FIG. 5 is a block diagram of an essential part of a second embodiment of the present invention.

FIG. 6 is a diagram illustrating an example of an internal configuration of an image generation unit.

FIG. 7 is a flowchart for explaining the operation of this embodiment.

FIG. 8 is a block diagram of an essential part of a third embodiment of the present invention.

FIG. 9 is a diagram illustrating an environment in which a page description language compatible printer is used.
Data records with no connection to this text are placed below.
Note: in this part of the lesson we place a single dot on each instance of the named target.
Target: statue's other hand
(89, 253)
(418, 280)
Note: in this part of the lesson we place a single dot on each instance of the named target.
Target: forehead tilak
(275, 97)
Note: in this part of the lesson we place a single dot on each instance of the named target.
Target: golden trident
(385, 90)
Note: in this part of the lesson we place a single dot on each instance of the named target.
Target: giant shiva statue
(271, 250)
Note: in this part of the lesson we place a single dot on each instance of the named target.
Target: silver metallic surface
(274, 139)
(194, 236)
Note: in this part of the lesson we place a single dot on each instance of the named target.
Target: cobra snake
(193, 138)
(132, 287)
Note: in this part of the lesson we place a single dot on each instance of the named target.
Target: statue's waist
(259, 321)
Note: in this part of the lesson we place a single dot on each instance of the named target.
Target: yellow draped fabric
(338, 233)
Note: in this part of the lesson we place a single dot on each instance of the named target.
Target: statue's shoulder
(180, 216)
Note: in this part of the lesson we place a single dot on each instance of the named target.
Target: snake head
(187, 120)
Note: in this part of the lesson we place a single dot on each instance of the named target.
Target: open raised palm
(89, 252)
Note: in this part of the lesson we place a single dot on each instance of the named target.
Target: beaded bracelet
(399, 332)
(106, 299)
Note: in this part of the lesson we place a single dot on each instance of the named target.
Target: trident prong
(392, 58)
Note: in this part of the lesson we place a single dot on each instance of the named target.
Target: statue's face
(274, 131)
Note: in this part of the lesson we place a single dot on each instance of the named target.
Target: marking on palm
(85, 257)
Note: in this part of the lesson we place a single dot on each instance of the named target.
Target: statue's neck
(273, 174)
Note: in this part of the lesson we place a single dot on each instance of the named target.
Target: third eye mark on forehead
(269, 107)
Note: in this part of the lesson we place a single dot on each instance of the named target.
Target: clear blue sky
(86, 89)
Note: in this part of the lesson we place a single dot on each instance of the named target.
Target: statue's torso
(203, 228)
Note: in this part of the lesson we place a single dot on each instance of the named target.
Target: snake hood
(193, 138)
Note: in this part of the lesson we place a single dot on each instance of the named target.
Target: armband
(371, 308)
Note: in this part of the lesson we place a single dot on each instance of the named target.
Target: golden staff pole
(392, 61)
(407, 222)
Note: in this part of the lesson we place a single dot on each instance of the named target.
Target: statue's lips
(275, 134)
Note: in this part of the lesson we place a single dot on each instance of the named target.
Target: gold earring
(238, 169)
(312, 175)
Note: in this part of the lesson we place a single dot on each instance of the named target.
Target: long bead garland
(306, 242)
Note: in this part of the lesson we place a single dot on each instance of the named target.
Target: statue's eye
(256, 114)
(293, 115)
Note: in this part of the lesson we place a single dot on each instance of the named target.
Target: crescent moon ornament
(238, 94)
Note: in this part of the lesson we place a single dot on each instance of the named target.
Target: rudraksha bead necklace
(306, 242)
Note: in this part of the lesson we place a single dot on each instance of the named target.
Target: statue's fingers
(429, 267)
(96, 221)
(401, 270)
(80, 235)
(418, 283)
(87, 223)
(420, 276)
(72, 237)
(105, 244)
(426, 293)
FIG. 10 is a block diagram showing a specific example of a conventional printer control device.

[Explanation of symbols]

7 ... Communication protocol control unit, 8, 31a to 31d ... Image generating unit, 20, 30 ... Computing unit, 22 ... Recording device,

Claims (3)

[Claims] 1. A printer control device adapted to input print information described in a page description language, develop the print information into a bit image, and send the bit image to a recording mechanism of a printer. A work amount predicting means for predicting a work amount required for developing for each page, and a means for outputting a signal for adjusting a timing of a sheet feeding instruction when the predicted work amount exceeds a predetermined amount are provided. Characteristic printer control device. 2. A printer controller configured to receive print information described in a page description language as input, develop the print information into a bit image, and send the bit image to a recording mechanism of a printer. A work amount predicting means for predicting a work amount required for developing for each page, and a printer control device in the printer controller required for bit image development based on the work amount when the predicted work amount exceeds a planned amount. A printer control device comprising means for redistributing hardware or software resources so as to shorten the time required to develop the bit image. 3. A printer controller for inputting print information described in a page description language, expanding the print information into a bit image, and sending the bit image to a recording mechanism of a printer. A work amount predicting means for predicting the work amount required for developing for each page, and when the predicted work amount exceeds a predetermined amount, the print information is developed into a bit image in a bit image developing means connected to a network. And a means for distributing the work to be performed to reduce the time required for developing the bit image.